45 per cent similarly reported the need to tackle doctor shortages, reinforcing the urgent need for innovative solutions, such as generative AI, to address clinician shortages, as well as identifying opportunities for efficiencies and training to both enhance clinical readiness and provide much needed clinician support.

Additionally, doctors surveyed believe that they will themselves need to be experts in the use of digital health technologies, with 73 per cent of clinicians agreeing that these skills will be ‘desirable’ within the next two-three years. Accordingly, 55 per cent expressed as ‘desirable’ the transition towards ‘telehealth’, agreeing that remote routine checkups should form the majority of patient-clinician interactions within the next 2-3 years.

While more than half (51 per cent) of clinicians welcomed the prospect of medical students using generative AI-powered tools as part of their medical education in the next 2-3 years, clinicians from the UK and the US were found to be more reserved about generative AI technologies supporting medical students; only 33 per cent in the UK and 40 per cent in the US found this ‘desirable’.

Jan Herzhoff, President of Elsevier Health said: “As healthcare systems continue to face significant challenges, we must raise the voices of doctors and nurses worldwide to understand how we can best support them and the patients they care for. In this pursuit, advanced technology combined with trusted medical content emerges as a powerful ally, and generative AI, particularly, shows immense promise in helping clinicians.”

Mr. Herzhoff added: “By equipping clinicians with advanced tools and training to support their clinical decision-making, doctors and nurses will be empowered to allocate more time to the human aspect of patient care.”

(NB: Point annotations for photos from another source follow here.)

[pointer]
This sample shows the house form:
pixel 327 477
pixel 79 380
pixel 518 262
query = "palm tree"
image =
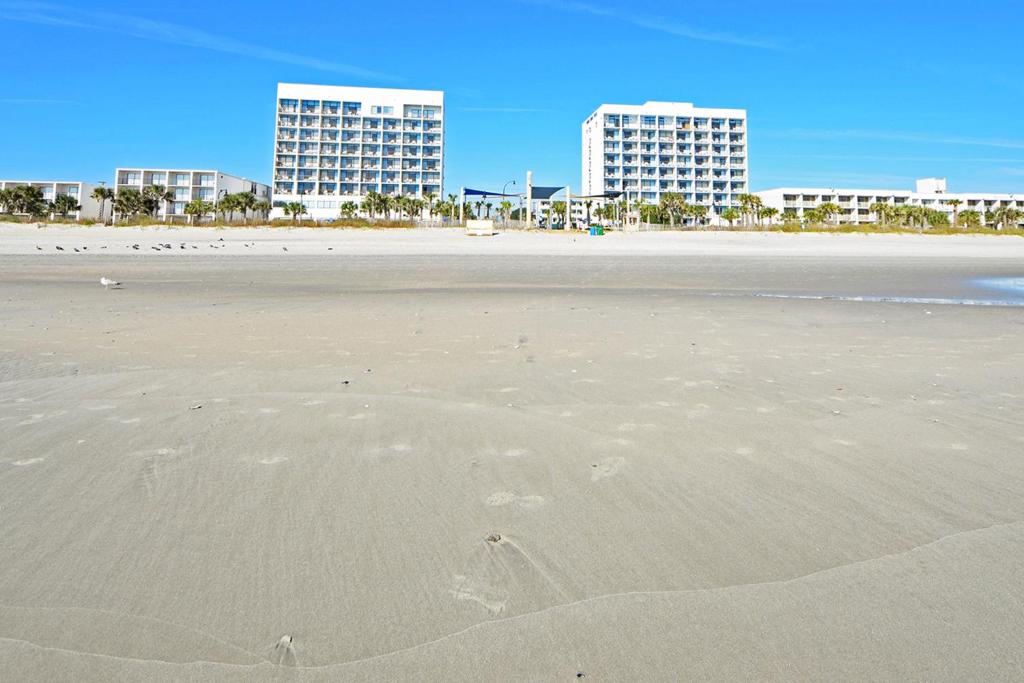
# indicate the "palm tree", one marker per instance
pixel 556 210
pixel 453 206
pixel 153 196
pixel 101 195
pixel 65 204
pixel 672 204
pixel 506 208
pixel 128 203
pixel 970 219
pixel 245 202
pixel 1006 217
pixel 697 212
pixel 294 209
pixel 388 204
pixel 731 215
pixel 814 216
pixel 883 212
pixel 749 204
pixel 829 211
pixel 263 208
pixel 7 200
pixel 429 200
pixel 29 200
pixel 198 208
pixel 768 212
pixel 955 205
pixel 348 210
pixel 227 205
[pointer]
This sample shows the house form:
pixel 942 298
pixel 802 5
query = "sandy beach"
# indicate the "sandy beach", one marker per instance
pixel 370 456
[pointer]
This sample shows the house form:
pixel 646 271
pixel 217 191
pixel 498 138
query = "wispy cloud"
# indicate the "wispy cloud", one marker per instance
pixel 892 136
pixel 165 32
pixel 653 23
pixel 504 110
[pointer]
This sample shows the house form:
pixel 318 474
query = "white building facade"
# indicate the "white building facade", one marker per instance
pixel 80 191
pixel 187 184
pixel 645 151
pixel 335 144
pixel 855 204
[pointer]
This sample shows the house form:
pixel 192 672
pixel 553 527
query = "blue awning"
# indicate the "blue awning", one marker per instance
pixel 483 193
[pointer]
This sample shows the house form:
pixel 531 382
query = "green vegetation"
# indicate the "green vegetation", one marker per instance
pixel 102 195
pixel 65 204
pixel 198 208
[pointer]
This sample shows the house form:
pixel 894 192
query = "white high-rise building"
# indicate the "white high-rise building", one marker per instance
pixel 855 204
pixel 644 151
pixel 336 143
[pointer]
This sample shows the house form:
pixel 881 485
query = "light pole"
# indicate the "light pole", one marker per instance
pixel 510 182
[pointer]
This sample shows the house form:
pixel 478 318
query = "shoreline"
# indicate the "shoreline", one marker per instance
pixel 164 241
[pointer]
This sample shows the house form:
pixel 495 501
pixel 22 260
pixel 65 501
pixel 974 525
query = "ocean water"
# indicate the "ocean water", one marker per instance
pixel 976 292
pixel 1013 286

As global healthcare systems progress towards a more digital-first approach, the findings in the Clinician of the Future 2023 report demonstrate that the workforce not only recognises the potential new technologies like generative AI can provide to innovate global healthcare, but also their beneficial impacts on patient care.

Josh Schoeller, President, Global Clinical Solutions at Elsevier and CEO, Healthcare at LexisNexis Risk Solutions said, “Elsevier is renowned for powerful point-of-care solutions that support clinicians throughout their workday. We have been at the forefront of developing clinical solutions tools, prioritising the responsible use of AI, while anticipating and staying ahead of the latest technology trends. We are deeply committed to listening to the needs of clinicians so we can continuously enhance our products to create efficiencies, enabling clinicians to prioritise delivering life-saving care.